Defendant also directs the Court to May 2019 filings that Plaintiff made in a similar case pending in the Northern District of California. There, Plaintiff explicitly and abundantly refers to both a nonsolicitation and nondisclosure agreement and an employment agreement identical to the Employment Agreement in this case. (See Reply Ex. A.) Defendant characterizes this as hypocritical, as Plaintiff then turns around and maintains in this case that it learned of Defendant's Employment Agreement for the first time in September 2019. The Court disagrees with Defendant's portrayal. As noted above, E*Trade still utilizes the employment agreements with its California employees. In the Northern District of California case, the employee lived and worked in California the entire time she was employed by E*Trade, and then moved to a California office of Morgan Stanley. (Reply. Ex. A ¶ 2.) It would therefore be in E*Trade's regular practice to have a separate employment agreement with a California law provision. (See Persico Decl. ¶ 14.)

In short, Defendant has failed to meet his demanding burden of demonstrating fraud on the court by clear and convincing evidence. The Court is careful to note that this decision does not condone what appears to be sloppiness on the part of Plaintiff during Defendant's onboarding process in 2011. However, Plaintiff's eight-year-old actions are not at issue in this motion. What the Court must decide is whether Plaintiff's actions throughout this litigation amounts to "defilement of the court itself." The Court concludes it does not.

IT IS THEREFORE ORDERED denying Defendant's Motion to Vacate Preliminary Injunction Order (Doc. 95). This matter remains closed.

FootNotes


1. Defendant learned of the Employment Agreement and its California law provision in May 2019, when he received it in response to a Request for Production of his E*Trade personnel file that he served in October 2018 in the FINRA arbitration. Plaintiff did not request his personnel file during discovery in this action. (See Resp. Ex. E.)
2. Defendant submits a New Hire Checklist dated May 16, 2011, which was included in his personnel file. (Reply Ex. B.) He argues "even a cursory review" of it would have revealed that E*Trade collected Defendant's Employment Agreement on his date of hire. (Reply at 5.) However, the other six items that were marked as collected were the six items attached to and referenced in the recruiter's April 25 email. In fact, the Employment Agreement was the only document on the checklist that was not mentioned in the email. The Court finds it equally, if not more likely, that this reflects an error in the onboarding process in Scottsdale rather than deceit in the discovery process years later.

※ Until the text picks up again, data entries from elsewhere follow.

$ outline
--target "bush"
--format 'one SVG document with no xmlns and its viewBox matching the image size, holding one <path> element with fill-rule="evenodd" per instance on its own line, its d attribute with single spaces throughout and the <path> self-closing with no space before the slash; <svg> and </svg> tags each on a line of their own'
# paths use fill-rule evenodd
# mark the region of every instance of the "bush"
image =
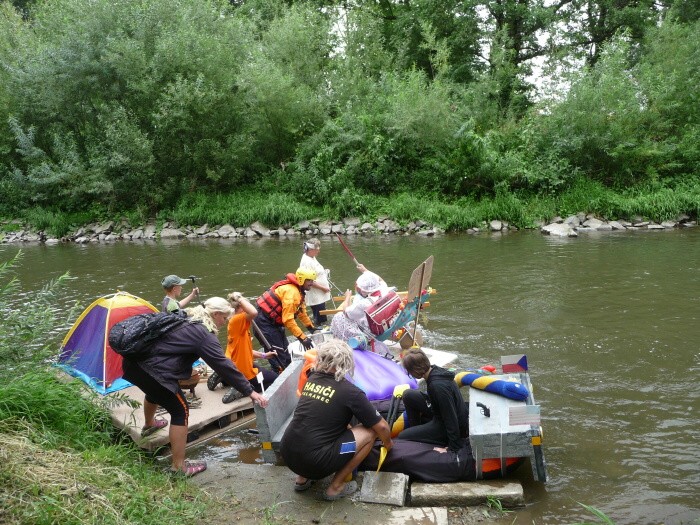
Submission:
<svg viewBox="0 0 700 525">
<path fill-rule="evenodd" d="M 50 363 L 65 323 L 55 298 L 68 276 L 26 301 L 12 276 L 21 258 L 0 264 L 0 521 L 196 521 L 210 503 L 204 494 L 158 472 L 133 443 L 115 443 L 107 410 L 114 398 L 57 378 Z"/>
</svg>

Further, Plaintiff sent Defendant his personnel file in response to a substantially larger discovery request. The Court is not persuaded that Plaintiff's failure to examine each item on each page of the file constitutes reckless or willful withholding of material information. As Plaintiff notes, "If E*Trade intended to mislead the Court or Eaton, it could have elected not to produce the agreement at all." (Resp. at 1.) The same logic would ostensibly apply to the New Hire Checklist.